I remember playing some songs at four in the morning and asking if you liked them. What the songs sounded like doesn’t matter now. I only knew a little about songs back then but I know a bit more about songs now. I remember you said you loved the songs. Then you played your own song and it had some piano in it, something we both felt like dancing to. We did a lot of things at night. We really trusted each other that night. I watched you dance like a ballerina which seemed strange like something you would never do. I did the same.
One night I went to the cute corner shop with the flowers outside of it so I could buy some soft cheese. When I returned home you set it up on a board with some meat and crackers. You did this silently and presented it to me like it was something you had killed on a hunt. You seemed pretty tense. I wanted to respond to you in a way that would make it okay. I said: the cheese is still cold. I’m going to wait until it softens. Then your eyes went dark and you darted out of the room. I sat and stared at the platter for a few minutes until you returned and said: you’re right, I’m sorry.
I felt a bit out of it that night in the dark bar. I watched people around me move their lips and interact with each other but nothing registered with me, nothing matched my narrowed focus. On what?
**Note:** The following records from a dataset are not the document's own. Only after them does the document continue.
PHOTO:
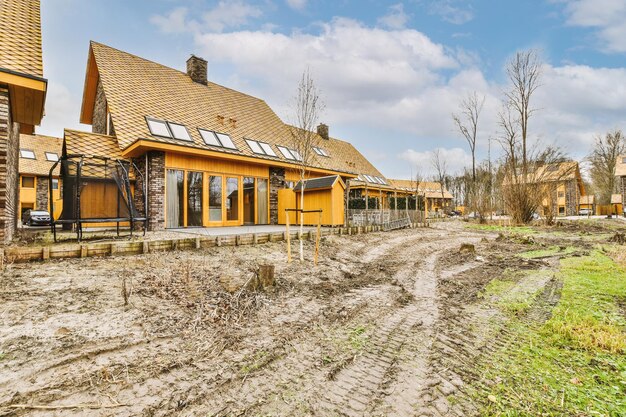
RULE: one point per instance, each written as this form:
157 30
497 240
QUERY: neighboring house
617 206
37 156
620 172
212 156
560 186
22 97
435 200
587 202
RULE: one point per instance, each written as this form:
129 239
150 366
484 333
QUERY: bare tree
307 109
603 160
524 72
440 166
467 123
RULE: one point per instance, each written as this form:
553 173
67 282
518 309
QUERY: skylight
217 139
158 128
320 151
51 156
268 149
26 153
179 131
254 145
286 153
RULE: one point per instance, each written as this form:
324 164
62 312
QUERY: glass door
215 198
175 198
248 200
194 199
231 200
262 201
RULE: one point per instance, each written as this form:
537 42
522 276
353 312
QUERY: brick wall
277 182
572 198
99 124
43 194
9 153
156 189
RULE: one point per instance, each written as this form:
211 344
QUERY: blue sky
391 73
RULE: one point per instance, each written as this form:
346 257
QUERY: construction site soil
387 324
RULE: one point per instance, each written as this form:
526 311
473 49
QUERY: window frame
22 151
164 122
170 128
56 155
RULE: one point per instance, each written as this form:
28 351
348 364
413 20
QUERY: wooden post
288 240
317 238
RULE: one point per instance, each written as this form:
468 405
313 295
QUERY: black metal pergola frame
124 186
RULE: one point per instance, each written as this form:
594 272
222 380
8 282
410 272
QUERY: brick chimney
197 69
322 130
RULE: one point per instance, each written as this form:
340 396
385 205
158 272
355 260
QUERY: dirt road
388 324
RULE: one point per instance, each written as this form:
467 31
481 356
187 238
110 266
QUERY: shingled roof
39 145
90 144
20 37
320 183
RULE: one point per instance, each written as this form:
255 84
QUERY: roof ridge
92 42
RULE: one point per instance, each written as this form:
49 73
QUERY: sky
390 73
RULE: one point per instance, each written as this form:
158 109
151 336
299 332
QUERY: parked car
36 218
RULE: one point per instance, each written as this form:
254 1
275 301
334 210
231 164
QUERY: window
217 139
28 182
179 131
320 151
51 156
260 148
27 153
286 152
158 128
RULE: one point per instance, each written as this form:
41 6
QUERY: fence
381 217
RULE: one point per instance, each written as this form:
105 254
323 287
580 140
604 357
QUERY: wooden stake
317 238
288 241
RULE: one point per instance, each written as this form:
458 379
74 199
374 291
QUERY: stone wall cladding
99 124
572 198
156 189
277 182
43 194
9 153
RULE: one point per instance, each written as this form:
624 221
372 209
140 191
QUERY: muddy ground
387 324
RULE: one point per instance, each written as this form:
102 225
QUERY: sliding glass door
248 200
194 199
262 199
175 198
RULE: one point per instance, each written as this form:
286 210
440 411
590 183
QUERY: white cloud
456 160
297 4
396 18
607 16
173 22
451 13
225 15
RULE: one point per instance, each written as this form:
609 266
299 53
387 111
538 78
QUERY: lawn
574 364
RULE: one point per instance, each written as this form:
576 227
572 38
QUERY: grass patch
522 230
548 252
575 363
I remember it being like a movie with delayed sound, the actors’ lips moving slower than the dialogue track. That night you were talking to someone and you looked up at me as I paraded passed you. Half drunk, I thought: ha ha ha. We’d later go back to this night like most pairs do, going over details like my see-through black t-shirt and what we both said about nothing.
These days I don’t know how I get to the other side of the grocery store. I listen to music with no words. It’s repetitive and heavy in the sense that I use it to drown myself out and it never matches the mundane surroundings that I walk through alone. I wonder who I think I am. I don’t know how I look to other people. Shocked?
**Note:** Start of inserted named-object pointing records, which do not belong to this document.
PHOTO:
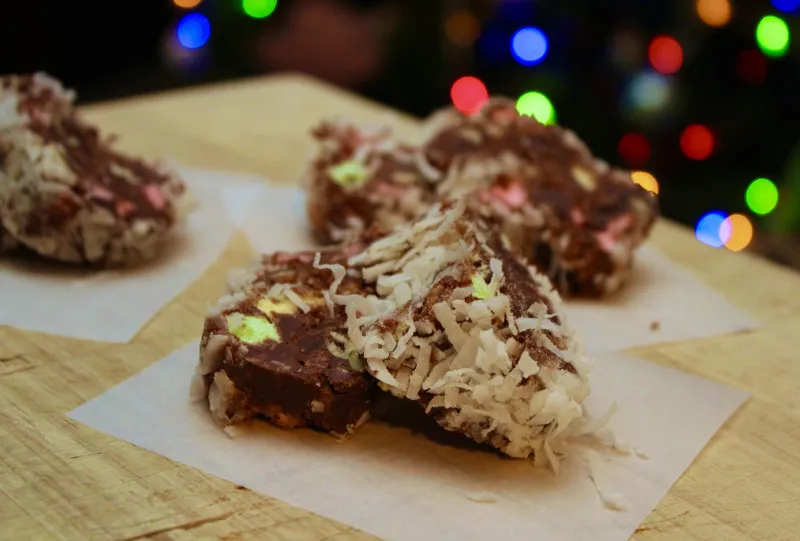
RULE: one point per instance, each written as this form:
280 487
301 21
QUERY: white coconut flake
527 366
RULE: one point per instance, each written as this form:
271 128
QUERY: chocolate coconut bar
471 333
574 217
66 193
276 348
360 180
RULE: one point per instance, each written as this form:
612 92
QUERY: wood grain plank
62 480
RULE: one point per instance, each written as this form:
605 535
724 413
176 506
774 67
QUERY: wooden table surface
60 479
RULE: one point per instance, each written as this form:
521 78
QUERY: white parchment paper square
662 302
112 305
403 486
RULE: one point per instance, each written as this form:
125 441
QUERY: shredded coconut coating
573 216
272 348
67 194
361 179
481 343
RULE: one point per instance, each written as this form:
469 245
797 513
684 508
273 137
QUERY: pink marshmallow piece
608 237
513 195
156 197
You know I’m no good either. No, no. We were drunk one night and you said that we should make fake names for each other because we weren’t telling anyone that we were in love. It was our second date. You carved our fake initials into the fence in the alley outside my house and then you took a picture of it. You stopped me in the middle of a thought to tell me I’m kind. I disagreed. We always communicated the way assholes do it, silently and with our eyes. And sad, you said, stop being that. You wished it on your way out the door and some nights you’d come back and holding me you wished it.
Tonight my date looks like you but with a gentler face. Another looks like you but doesn’t dress as well. A stranger looks like you but then he doesn’t and I’m stopped on street looking back. A lover looks like you. He’s the closest I’ve found to you with the proud eyes I remember, and your eyelashes slanted downwards in a way that made you look like a delicate painting. He looks similar to you as he catches his breath but only for a second and then you’re gone.
If I remember correctly it was snowing in the parking lot where we stood by your car and you were really scared someone would see us together. You pulled on the button of my long black coat in a careless but calculated way and then you let go. I don’t remember if I stayed where I was or if I moved towards you. I don’t really remember how the last kiss went. It was a connection? You went to a party. I went home and took a photograph of myself and then took some more forever. You looked good tonight, healthy. A text from you later and some more for months but never again in person. Nothing like that again, no.
I feel far away from it all. Far away from the fear that you will leave. I once dropped a book in front of you and lost my page. You snorted: ha ha! You hid the nice pens you bought for yourself and told me they weren’t for me to use. After we’d eat out you’d often say: I’ll meet you outside. I’d leave the restaurant to find you gone and my eyes would dart around through a range of panic, acceptance and relief. The relief would set in when I spotted you across the street smirking.
There are songs I put on when I’ve had enough and I’m almost beyond the point where music can sooth me. They repeat and I try and press my anger into them. I don’t have any other place for myself. I had a mug I really liked. It was a simple black mug the size of a soup bowl that got sent back to me in a box. You never wrapped the mug in newspaper like any reasonable person would do and it shattered in the mail. My hands were shaking while I opened the box to find some makeup, a cracked mug and my private journals.
I shouldn’t have waited in the car that time you told me it would be better for both of us if we arrived at the party separately. I did not know but now I know. I want to show you my nails. The other night I painted my fingers and toes using two different bottles of red nail polish and they clashed in way I don’t like. The difference is subtle and no one would care, only a skilled painter would notice.